Google unveiled their Chrome OS last week running on a very inexpensive netbook. It’s all about cloud-computing. Or, in 1996 language, thin client network computing. Pete Mortensen:
It’s yet another take on what cloud-based consumer computing could be (insert “network computing” if you’d like to relive 1996), an heir to the promise of Java and so many others. And it looks to have some legs, even if we’re still quite some ways from seeing commercially available hardware ready to run on it. Many developers will create apps for the platform, and its write-once, read-anywhere (WOMA!) promise is mighty seductive.

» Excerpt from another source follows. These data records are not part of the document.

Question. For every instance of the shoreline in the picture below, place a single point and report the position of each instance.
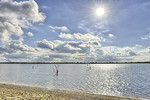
(11, 91)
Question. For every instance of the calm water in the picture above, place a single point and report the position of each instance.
(132, 80)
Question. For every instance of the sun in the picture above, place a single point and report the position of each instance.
(100, 11)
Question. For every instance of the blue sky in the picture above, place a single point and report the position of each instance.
(70, 30)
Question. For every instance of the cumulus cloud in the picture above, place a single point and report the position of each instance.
(80, 37)
(66, 36)
(61, 28)
(30, 34)
(17, 15)
(111, 35)
(146, 37)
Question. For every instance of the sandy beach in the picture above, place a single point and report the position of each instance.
(17, 92)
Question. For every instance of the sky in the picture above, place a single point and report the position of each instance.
(71, 31)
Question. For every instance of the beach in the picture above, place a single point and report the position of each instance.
(18, 92)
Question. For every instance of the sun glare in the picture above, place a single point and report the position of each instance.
(100, 11)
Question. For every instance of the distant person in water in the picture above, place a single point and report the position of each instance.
(56, 70)
(32, 67)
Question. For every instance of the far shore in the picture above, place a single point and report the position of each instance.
(18, 92)
(148, 62)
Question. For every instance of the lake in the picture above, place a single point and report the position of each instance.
(130, 80)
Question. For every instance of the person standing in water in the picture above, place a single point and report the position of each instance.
(56, 70)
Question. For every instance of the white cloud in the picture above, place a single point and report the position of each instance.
(79, 36)
(146, 37)
(17, 15)
(61, 28)
(66, 36)
(111, 35)
(30, 34)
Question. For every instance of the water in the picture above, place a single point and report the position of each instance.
(131, 80)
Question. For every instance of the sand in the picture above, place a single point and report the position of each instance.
(17, 92)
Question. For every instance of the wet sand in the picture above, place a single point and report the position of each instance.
(17, 92)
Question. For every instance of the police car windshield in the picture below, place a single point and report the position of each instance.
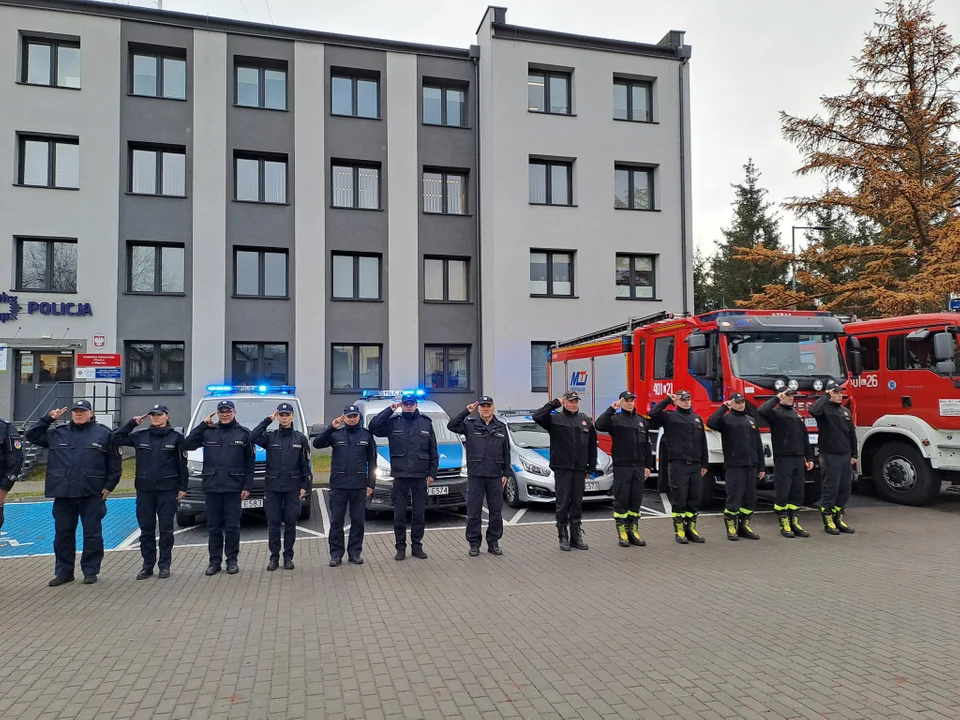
(527, 433)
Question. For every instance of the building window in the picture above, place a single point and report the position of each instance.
(445, 279)
(355, 276)
(158, 171)
(355, 186)
(633, 188)
(444, 106)
(444, 192)
(551, 182)
(261, 178)
(154, 367)
(159, 73)
(355, 367)
(259, 273)
(632, 100)
(49, 162)
(355, 95)
(636, 277)
(539, 372)
(446, 367)
(47, 265)
(50, 62)
(261, 84)
(548, 92)
(551, 273)
(259, 363)
(154, 268)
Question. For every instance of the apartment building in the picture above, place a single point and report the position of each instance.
(219, 201)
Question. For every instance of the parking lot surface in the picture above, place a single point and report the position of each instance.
(860, 626)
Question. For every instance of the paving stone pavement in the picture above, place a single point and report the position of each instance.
(861, 626)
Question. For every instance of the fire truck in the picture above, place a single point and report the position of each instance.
(908, 405)
(757, 353)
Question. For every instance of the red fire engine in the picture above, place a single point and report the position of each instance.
(758, 353)
(908, 405)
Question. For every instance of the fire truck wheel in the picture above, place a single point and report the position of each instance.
(902, 475)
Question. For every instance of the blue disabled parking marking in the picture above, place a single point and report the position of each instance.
(28, 527)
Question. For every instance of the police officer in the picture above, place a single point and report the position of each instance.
(632, 463)
(689, 461)
(573, 456)
(289, 479)
(83, 467)
(228, 466)
(838, 456)
(488, 461)
(352, 480)
(413, 463)
(11, 461)
(792, 456)
(161, 480)
(743, 464)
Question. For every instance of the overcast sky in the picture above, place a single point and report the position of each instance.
(751, 59)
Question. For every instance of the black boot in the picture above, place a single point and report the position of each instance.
(576, 538)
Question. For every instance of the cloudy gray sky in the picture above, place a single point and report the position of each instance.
(751, 59)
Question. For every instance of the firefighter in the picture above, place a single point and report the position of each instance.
(838, 456)
(792, 456)
(689, 461)
(632, 463)
(743, 464)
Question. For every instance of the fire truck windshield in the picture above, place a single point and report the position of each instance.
(785, 354)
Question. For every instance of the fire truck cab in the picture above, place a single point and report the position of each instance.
(758, 353)
(908, 405)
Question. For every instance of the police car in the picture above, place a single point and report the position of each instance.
(531, 480)
(253, 403)
(449, 488)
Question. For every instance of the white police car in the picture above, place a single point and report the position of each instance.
(531, 480)
(449, 488)
(253, 403)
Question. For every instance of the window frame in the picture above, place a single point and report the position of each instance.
(50, 242)
(356, 367)
(573, 276)
(158, 267)
(446, 360)
(261, 253)
(156, 389)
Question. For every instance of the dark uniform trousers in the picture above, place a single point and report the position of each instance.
(479, 488)
(223, 526)
(88, 510)
(402, 489)
(741, 482)
(354, 500)
(686, 486)
(837, 480)
(570, 485)
(153, 507)
(281, 507)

Bad news for Apple and the Mac, right?
Even as the web has eroded a lot of the traditional functions of the desktop OS, there is still a burning need for great UI that the vast majority of web apps, even Chrome, can’t deliver upon. I know that an increasing number of my favorite Mac apps are largely front ends for a far more complex web-based back end. MarsEdit for blogging, Reeder for RSS, Tweetie for Twitter, iCal for scheduling and others. In fact, the more successful ChromeOS becomes at getting people into the cloud, the more opportunities for native Mac clients there might turn out to be.
Chrome OS is network computing of the 21st century. Will businesses adopt non-Microsoft, thin-client network computers?